When you bought your home, you purchased the biggest investment of your life. If you’re like most people, you probably used a mortgage loan to help buy your home. When it’s time to sell, though, will that same mortgage that helped put you in the home keep you there forever? Can you sell a home if you have a mortgage on the property? Absolutely. This quick guide can show you how. 

Step 1 – Understand What You Still Owe

Contact your mortgage lender to obtain the current payoff amount for your mortgage. This amount represents the remaining principal balance plus any accrued interest or applicable fees. That will help you better understand exactly what you’ll need to get when you sell your home fast for cash so you can repay the mortgage company. 

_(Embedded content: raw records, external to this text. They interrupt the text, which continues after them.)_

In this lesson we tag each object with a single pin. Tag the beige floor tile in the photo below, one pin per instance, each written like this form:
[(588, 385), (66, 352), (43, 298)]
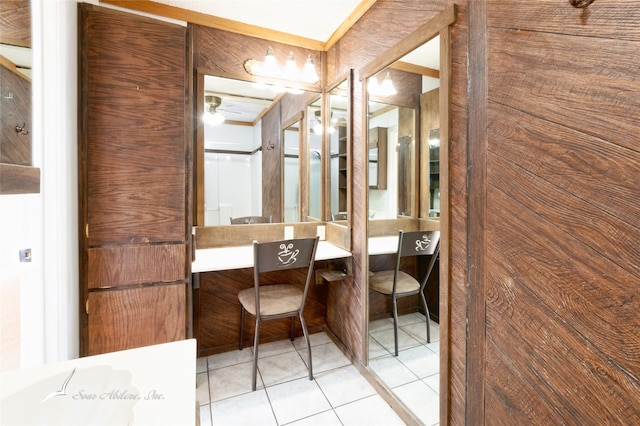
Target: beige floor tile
[(231, 381), (344, 385), (370, 411), (297, 400), (252, 408)]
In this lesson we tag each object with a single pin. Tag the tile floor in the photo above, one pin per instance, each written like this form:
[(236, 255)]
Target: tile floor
[(414, 375), (339, 395)]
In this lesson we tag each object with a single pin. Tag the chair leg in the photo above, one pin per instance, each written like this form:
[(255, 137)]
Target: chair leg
[(256, 341), (426, 310), (395, 323), (241, 342), (306, 336)]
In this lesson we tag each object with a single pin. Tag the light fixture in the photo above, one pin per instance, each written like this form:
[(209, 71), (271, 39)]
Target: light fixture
[(211, 115), (384, 89), (269, 68)]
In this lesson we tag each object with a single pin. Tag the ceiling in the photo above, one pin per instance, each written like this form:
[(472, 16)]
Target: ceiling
[(313, 19), (314, 24)]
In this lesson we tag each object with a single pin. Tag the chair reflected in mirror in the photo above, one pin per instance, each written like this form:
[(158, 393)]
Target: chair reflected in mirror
[(247, 220), (397, 284), (282, 300)]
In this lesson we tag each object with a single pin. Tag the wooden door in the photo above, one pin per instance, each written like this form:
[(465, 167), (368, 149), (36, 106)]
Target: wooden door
[(133, 181)]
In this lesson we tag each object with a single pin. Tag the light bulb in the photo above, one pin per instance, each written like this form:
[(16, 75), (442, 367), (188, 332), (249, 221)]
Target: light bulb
[(309, 71)]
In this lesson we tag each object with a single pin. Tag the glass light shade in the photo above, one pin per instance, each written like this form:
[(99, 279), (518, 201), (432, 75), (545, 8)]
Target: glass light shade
[(309, 74), (387, 87)]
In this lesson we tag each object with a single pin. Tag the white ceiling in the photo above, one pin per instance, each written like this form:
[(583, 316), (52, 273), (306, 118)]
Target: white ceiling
[(314, 19)]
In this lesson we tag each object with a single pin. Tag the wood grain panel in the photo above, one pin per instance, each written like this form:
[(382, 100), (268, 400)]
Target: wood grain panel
[(15, 22), (589, 288), (136, 317), (15, 104), (120, 266), (240, 235), (599, 96), (602, 19), (219, 309), (603, 174), (19, 179), (271, 165), (135, 129), (578, 382)]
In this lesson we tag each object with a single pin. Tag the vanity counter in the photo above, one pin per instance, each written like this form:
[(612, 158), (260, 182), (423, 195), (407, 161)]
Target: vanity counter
[(383, 245), (225, 258)]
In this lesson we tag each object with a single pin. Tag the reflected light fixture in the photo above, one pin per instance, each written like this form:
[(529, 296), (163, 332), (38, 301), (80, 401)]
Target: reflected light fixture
[(269, 68), (211, 115)]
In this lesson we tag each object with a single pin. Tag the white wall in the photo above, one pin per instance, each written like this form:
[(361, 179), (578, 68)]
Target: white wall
[(47, 222)]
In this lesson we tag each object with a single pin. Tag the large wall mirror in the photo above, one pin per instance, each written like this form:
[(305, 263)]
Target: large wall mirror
[(229, 167), (338, 143), (403, 121)]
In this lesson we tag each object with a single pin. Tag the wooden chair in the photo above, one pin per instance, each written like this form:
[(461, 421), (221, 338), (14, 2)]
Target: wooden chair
[(245, 220), (274, 301), (396, 283)]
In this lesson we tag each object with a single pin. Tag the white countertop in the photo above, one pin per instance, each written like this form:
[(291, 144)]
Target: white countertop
[(153, 385), (224, 258), (383, 245)]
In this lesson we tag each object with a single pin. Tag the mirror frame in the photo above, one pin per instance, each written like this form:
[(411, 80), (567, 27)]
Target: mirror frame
[(197, 172), (439, 25), (302, 161)]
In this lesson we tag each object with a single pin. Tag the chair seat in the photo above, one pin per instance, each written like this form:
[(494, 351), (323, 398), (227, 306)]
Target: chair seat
[(382, 282), (274, 299)]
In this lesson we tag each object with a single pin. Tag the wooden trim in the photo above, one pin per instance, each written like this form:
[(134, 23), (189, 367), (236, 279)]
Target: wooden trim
[(414, 40), (211, 21), (346, 25), (15, 179), (416, 69), (12, 67), (476, 212), (444, 223)]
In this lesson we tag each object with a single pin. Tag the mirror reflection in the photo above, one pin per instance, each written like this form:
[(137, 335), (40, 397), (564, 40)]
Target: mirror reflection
[(314, 144), (233, 169), (291, 139), (403, 124), (337, 139)]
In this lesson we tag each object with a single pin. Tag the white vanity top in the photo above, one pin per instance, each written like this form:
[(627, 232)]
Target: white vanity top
[(383, 245), (224, 258)]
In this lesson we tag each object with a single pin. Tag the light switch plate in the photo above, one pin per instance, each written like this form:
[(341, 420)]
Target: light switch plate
[(25, 255)]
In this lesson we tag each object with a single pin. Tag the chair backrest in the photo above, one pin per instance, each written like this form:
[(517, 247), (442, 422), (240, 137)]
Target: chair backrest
[(245, 220), (418, 243), (285, 254)]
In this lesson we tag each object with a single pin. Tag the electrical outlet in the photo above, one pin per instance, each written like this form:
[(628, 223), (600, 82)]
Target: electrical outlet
[(25, 255)]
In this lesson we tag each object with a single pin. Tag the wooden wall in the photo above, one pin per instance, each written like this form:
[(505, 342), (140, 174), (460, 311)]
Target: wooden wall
[(554, 314)]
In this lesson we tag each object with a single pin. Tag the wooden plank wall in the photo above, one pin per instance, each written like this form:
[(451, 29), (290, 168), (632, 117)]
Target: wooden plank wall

Step 2 – Decide What Your Home is Worth

The next step is to better understand what you might be able to sell your home for. Determine the fair market value of your home by consulting with a real estate agent or conducting a market analysis. Knowing these numbers will help you determine whether you’ll be able to get enough from the sale of your home to repay your lender. To do so, you’ll just subtract the outstanding mortgage balance from the estimated sale price of your home to decide if you’ll make anything over the value of your loan. It’s important to consider other costs associated with the sale, such as agent commissions, closing costs, and any prepayment penalties on your mortgage.

Step 3 – List Your Home

If you’ve made it through step 2 and decided it’s still worth it to sell your home, the next step is to actually list it for sale. Prior to listing your home, consider making any necessary repairs or improvements to enhance its appeal to potential buyers. Staging your home and ensuring it is well-maintained can increase the likelihood of a successful sale. You may also want to work with a qualified real estate agent because taking that step can streamline the selling process and provide valuable expertise. They can help market your home, negotiate with potential buyers, and navigate the necessary paperwork. 

Step 4 – Accept an Offer from a Buyer

Once your home is on the market, you’ll start to get offers on it. When you receive an offer from a buyer, review the terms and conditions carefully. If the offer aligns with your expectations, you can accept it. Keep in mind that the buyer’s offer may be contingent upon certain conditions, such as a satisfactory home inspection or financing approval.

Step 5 – Talk To Your Lender and Close the Sale

When you have accepted an offer, it’s time to inform your mortgage lender of your intention to sell the property. They will provide instructions on how to proceed with the payoff process. Your closing agent or attorney will typically handle the communication and coordination between the lender, the buyer, and yourself. The last thing you’ll do is actually close the sale on your home. During the closing process, the buyer’s funds will be used to pay off your mortgage, any applicable fees, and other closing costs. The remaining proceeds will then be distributed to you.

If you’re ready to sell your house fast for cash, know that it is possible, even with a mortgage. Take the time to understand how it’s possible to sell your house fast for ash with a mortgage loan in place.